Nine years ago when Nat was a Kindergartner, we had some issues with class snack. We were montessori-ing it at that point, and snack time and civility was a big deal—bring your own placemat. So the plan was that every twenty days we'd bring snack for twenty kids. Simple enough, no? No.
First came vegan mom's horror, Oreos. ("What kind of person would feed their five-year-old Oreos?!? At 10 in the morning!?!" [I plead the fifth.])
Then came nut allergy mom. ("Actually, if any of the kids eat peanut butter before they come to school, would you mind bathing them thoroughly before they leave for school? In fact, could you just stop eating peanut butter in your homes? Thanks!")
Then the dairy allergy raised it's ugly head. ("Not everything. Just milk, yogurt, cheese, butter, sour cream, those sorts of things. Bread is OK.")
"Please no wheat allergy. Please no "dried fruit causes cavities" dentist's kids, please!" became my prayer. I distinctly remember the day I went to make ants on a log and bought cream cheese to use instead of pb, but then realized that cream cheese was dairy. OK, ants next to a log.
Such a stress. It took months before the teacher came to the conclusion that everyone should bring their own snack for civility time. In the meantime, I just brought in boxes of back-up snacks and tried to stay out of the line of fire.
It's hard to find something that works for twenty different mom/kid combos. One person's yum is another person's yuck. Hummus, a favorite of vegan mom, gagged my daughter. People's definition of healthy varied widely.
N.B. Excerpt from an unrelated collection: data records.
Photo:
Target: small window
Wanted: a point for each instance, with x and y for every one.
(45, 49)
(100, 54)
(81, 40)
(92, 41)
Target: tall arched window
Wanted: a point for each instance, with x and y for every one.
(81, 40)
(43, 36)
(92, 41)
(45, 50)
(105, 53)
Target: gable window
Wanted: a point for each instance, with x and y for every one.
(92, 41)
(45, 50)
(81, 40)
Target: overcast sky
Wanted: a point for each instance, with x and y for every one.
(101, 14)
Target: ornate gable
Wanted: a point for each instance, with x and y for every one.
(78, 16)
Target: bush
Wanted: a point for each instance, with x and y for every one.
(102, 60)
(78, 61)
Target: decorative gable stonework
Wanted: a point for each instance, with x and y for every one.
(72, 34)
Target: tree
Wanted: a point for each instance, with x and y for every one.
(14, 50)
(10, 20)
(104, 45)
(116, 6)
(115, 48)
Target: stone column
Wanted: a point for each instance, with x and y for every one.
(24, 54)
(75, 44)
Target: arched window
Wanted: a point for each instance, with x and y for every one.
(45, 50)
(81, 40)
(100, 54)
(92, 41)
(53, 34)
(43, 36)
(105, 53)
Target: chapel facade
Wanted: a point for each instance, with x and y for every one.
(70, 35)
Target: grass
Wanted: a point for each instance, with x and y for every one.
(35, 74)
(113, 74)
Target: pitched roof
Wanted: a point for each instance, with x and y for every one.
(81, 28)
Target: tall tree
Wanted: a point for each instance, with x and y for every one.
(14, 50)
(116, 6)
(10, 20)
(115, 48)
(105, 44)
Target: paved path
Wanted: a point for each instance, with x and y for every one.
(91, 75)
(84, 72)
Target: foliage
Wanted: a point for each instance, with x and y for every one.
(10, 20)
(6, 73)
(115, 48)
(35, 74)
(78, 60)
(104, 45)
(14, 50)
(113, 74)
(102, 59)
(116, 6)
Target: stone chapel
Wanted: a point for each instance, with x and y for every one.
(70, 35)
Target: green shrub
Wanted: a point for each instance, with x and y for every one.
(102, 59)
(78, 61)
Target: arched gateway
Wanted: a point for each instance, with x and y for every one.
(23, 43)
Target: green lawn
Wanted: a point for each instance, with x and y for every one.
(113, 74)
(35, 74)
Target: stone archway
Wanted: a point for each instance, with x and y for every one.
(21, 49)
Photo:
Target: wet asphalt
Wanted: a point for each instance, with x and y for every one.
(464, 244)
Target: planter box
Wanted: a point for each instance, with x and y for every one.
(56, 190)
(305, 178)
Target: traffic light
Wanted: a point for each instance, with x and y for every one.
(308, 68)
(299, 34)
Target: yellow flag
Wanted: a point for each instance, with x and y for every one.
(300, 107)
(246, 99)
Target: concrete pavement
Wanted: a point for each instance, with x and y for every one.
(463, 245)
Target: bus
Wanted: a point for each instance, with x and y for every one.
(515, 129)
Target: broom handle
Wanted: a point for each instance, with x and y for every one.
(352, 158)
Although most of us recognized Oreos as a nutrition fail, fruit snacks, yogurt, and muffins also raised a ruckus among some parents.
Fast forward to Caroline's class which started last week, it took precisely two days and a glance over everyone's health forms to reveal that some of our cuties have nut allergies (almonds, walnuts, pecans—no peanuts, amazingly enough) and dairy sensitivities. By that night an email went out explaining the issue and explaining the new snack procedure. It was pretty complicated: bring something your child can and will eat in a container marked with her name. Works for me.
But here's where my brain stalls out. You can run into kids with conflicting needs. My best friend's son had food issues. He ate nothing but Jif smooth peanut butter and honey bear honey on Home Pride butter-top white bread (PBH). What happens when that PBH boy is in the same school as death by peanut fumes girl?
When Nat was in fourth grade she couldn't bring PB in her lunch, because there was a girl in her class that had a preschool sibling at home who had a deadly allergy. There's an entire school in our district that is peanut-free. And I get it. You can't just say, "Suck it up and carry an epi-pen! Gotta enter the real world sometime, kid." But can you say, "OK, we'll go to tube feeding for you, PBH kid"?
I'm guessing most people would vote for PBH boy to just be hungry until he gets home and say that if you just feed a picky child a variety of healthy foods and don't give them their food of choice when they fail to eat the options before them, they'll get hungry enough to eat something other than PBH. Eventually. I bear my testimony that there are children in the world who will not eat rather than eat undesired food. I've met them. I've seen heroic efforts put forth by admirable parents. I've seen the kids begin to waste away. Not pretty in a land of plenty.
So what to do when picky runs into food allergy? No clue. And I'm glad I don't have to decide it. Just glad our Kindergarten teacher decisively took care of snack so quickly.